Tuttavia nel corso della recente campagna elettorale, tale proposta non è stata ripresa con il necessario vigore, neanche da quei promotori che hanno partecipato alla campagna elettorale, forse troppo attenti a non mettere in discussione alcune alleanze strategiche. Fatto sta che solo il movimento 5 Stelle ha parlato della necessità di introdurre il reddito di cittadinanza in modo esplicito. C’è forse un nesso tra la riluttanza dei partiti tradizionali nel trattare esplicitamente questo tema e il risultato elettorale?

Tuttavia, dobbiamo rilevare che la proposta del M5S presenta alcune lacune.

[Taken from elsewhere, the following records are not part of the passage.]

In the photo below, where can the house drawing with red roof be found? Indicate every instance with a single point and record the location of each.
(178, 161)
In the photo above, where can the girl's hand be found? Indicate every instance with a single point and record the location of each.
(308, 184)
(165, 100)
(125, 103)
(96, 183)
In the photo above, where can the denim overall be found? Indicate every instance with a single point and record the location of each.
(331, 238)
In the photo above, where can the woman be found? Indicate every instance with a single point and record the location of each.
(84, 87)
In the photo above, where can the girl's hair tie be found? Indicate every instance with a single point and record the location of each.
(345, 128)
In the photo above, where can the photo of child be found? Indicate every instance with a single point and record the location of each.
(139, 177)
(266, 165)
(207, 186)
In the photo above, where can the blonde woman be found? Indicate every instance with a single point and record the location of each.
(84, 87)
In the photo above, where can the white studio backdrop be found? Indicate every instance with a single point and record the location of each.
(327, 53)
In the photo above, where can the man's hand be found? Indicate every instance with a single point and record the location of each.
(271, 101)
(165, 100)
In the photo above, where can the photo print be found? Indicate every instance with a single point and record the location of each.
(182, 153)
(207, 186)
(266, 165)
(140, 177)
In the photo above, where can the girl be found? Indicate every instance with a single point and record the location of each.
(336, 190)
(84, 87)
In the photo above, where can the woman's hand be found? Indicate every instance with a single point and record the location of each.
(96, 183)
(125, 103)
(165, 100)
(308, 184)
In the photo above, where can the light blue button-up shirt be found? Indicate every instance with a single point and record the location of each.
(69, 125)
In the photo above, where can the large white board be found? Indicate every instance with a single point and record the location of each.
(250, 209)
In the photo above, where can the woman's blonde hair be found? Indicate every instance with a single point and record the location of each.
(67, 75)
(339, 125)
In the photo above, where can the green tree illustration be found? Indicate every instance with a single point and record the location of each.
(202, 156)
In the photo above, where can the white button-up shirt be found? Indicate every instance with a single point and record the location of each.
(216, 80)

In primo luogo, il reddito di cittadinanza (pari a 1000 euro mensili) dovrebbe essere erogato per tre anni ai soli disoccupati. Tale target non tiene conto che oggi i nuovi poveri non sono solo quelli che sono al di fuori del mercato del lavoro (i disoccupati propriamente detti, per l’appunto), ma sempre più sono coloro che, pur lavorando (e quindi formalmente inseriti nel mercato del lavoro) spesso percepiscono redditi inferiori alla soglia della povertà relativa o perché mal pagati o perché precari. Costoro sono proprio coloro che difficilmente riescono a ottenere sostegno dagli ammortizzatori sociali attualmente esistenti. Se per reddito di cittadinanza si intende solo una nuova forma di sussidio di disoccupazione, il problema rischia di non essere risolto. In secondo luogo, la proposta di Grillo non fa alcun riferimento al parametro della “congruità” , ovvero alla possibilità del beneficiario di poter rifiutare un’offerta di lavoro quando questa non è congrua alle sue capacità, luogo di residenza e grado di istruzione. Si fa solo riferimento al fatto che ha tre possibilità di rifiuto prima di perderne il diritto. In terzo luogo, se è vero ciò che traspare da alcune dichiarazioni sul blog di Grillo, il reddito di cittadinanza avrebbe un effetto sostitutivo rispetto a parte dei dipendenti pubblici e a parte dei pensionati. Ciò starebbe a significare che i fondi per il suo finanziamento si ricavano da licenziamenti di massa nel pubblico impiego o da ulteriori interventi sulle pensioni? Vorremmo ricordare a Grillo che le pensioni e il lavoro pubblico rientrano nella sfera della dinamica salariale, mentre il reddito di base dovrebbe essere finanziato dalla fiscalità collettiva e non dal salario differito (previdenziale) di una parte dei lavoratori.

E sulla tematica del nuovo welfare, del welfare del comune, che si può aprire uno spazio per i movimenti sociali. Verrà colta l’occasione?